Though volunteerism among women is no new phenomenon, the role of women in charitable giving is receiving increased attention nationally.

"Women & Philanthropy" is a collaborative effort of UT's Office of Institutional Advancement and several area women, including Toledo businesswoman Marianne Ballas.

"Many major universities have similar programs that are very successful; however, there is no University-based women's philanthropy program in our region, and we really are excited about the possibility of being the first," said Mrs. Ballas. "We feel Toledo and The University of Toledo can create a model program that will bring esteem and recognition as a leader for women and women's career opportunities."

The group's mission is to assist the University community through "forging new relationships and building a community of thoughtful, effective philanthropists among women, diverse in age, interests and backgrounds."

Mrs. Ballas said the group is not yet focusing on specific programs or projects. However, some projects will likely center on women's educational opportunities. "We hope to raise the awareness of women in our community and mentor young women in the art of giving back," she said. "In addition, women may become more thoughtful and artful givers."

She noted that men traditionally have used giving as a way to cultivate relationships and business opportunities and at the same time, made great things happen. "It is proven that women give for more emotional reasons. Women need to start talking about giving and about money.
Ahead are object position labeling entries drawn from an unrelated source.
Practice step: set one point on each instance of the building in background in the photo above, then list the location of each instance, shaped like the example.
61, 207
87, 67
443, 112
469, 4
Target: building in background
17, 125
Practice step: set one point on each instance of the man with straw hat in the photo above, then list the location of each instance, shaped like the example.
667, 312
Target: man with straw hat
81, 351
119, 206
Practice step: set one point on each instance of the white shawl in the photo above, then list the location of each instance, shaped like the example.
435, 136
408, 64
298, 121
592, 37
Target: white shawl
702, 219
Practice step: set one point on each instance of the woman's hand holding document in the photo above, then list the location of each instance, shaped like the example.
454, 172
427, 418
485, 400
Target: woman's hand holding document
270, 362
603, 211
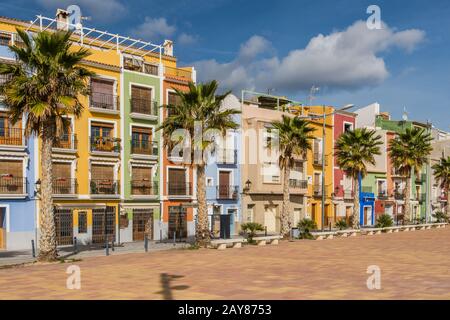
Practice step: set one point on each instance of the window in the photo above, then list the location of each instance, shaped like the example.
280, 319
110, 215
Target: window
82, 222
177, 182
141, 140
141, 181
102, 94
348, 127
270, 172
141, 100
Combining resources makes the pie larger and more powerful, and possibilities are endless," she explained. "We need to educate women by providing them with information and plans that may be helpful in estate planning as well."

Those involved are excited about the group's potential, noted Marilyn Sheperd, UT's assistant vice president for Institutional Advancement. "UT is fortunate to have, in its base of support, women who are smart, professionally successful in their own right, extraordinarily generous and devoted to this University," she said. "When these women come together in a room, the energy is phenomenal."